EN

24.07.2018 Wersja do druku

Kobieta z żelaza

Zwolennicy Teatru Polonia i Krystyny Jandy otrzymali teraz książkę konieczną - trzeci tom dzienników, obejmujący lata 2005-2006, a więc ten czas, kiedy zapadła decyzja o założeniu "Polonii" i rozpoczęła się walka o realizację tego planu - pisze LB [Leszek Bugajski] w tygodniku Wprost.

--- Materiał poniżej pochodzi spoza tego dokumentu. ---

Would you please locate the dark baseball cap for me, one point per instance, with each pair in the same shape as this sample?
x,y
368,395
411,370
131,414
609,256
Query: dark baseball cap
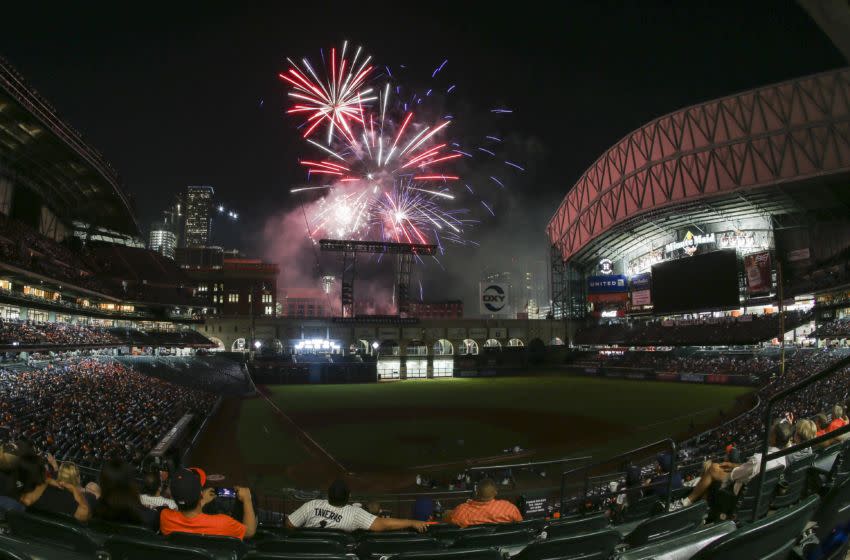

Teatr "Polonia" od lat znany jest i lubiany w całej Polsce. Kiedy się dzisiaj obserwuje jego działalność, rozmach i różnorodność, trudno uwierzyć, że powstał niewiele ponad 10 lat temu dzięki niebywałej determinacji i pracowitości Krystyny Jandy, jej męża i grupki zaangażowanych osób. Liczni zwolennicy teatru i jego szefowej otrzymali teraz książkę konieczną - trzeci tom dzienników Jandy, obejmujący lata 2005-2006, a więc ten czas, kiedy zapadła decyzja o założeniu "Polonii" i rozpoczęła się walka o realizację tego planu. Walka w sensie dosłownym, bo do pokonania były złożone procedury biurokratyczne, organizacja i nadzór budowy, ułożenie spraw ze wspólnotą lokatorów kamienicy. Janda opisuje to wszystko, ale bez rozczulania się nad sobą - jest osobą pełną pasji, pewnie pracoholikiem, i łatwo się nie załamuje. Wielu by wykończył cały ten bałagan organizacyjny, który ona musiała opanować, a przecież regularnie grała i reżyserow

Zaloguj się i czytaj dalej za darmo

Zalogowani użytkownicy mają nieograniczony dostęp do wszystkich artykułów na e-teatrze.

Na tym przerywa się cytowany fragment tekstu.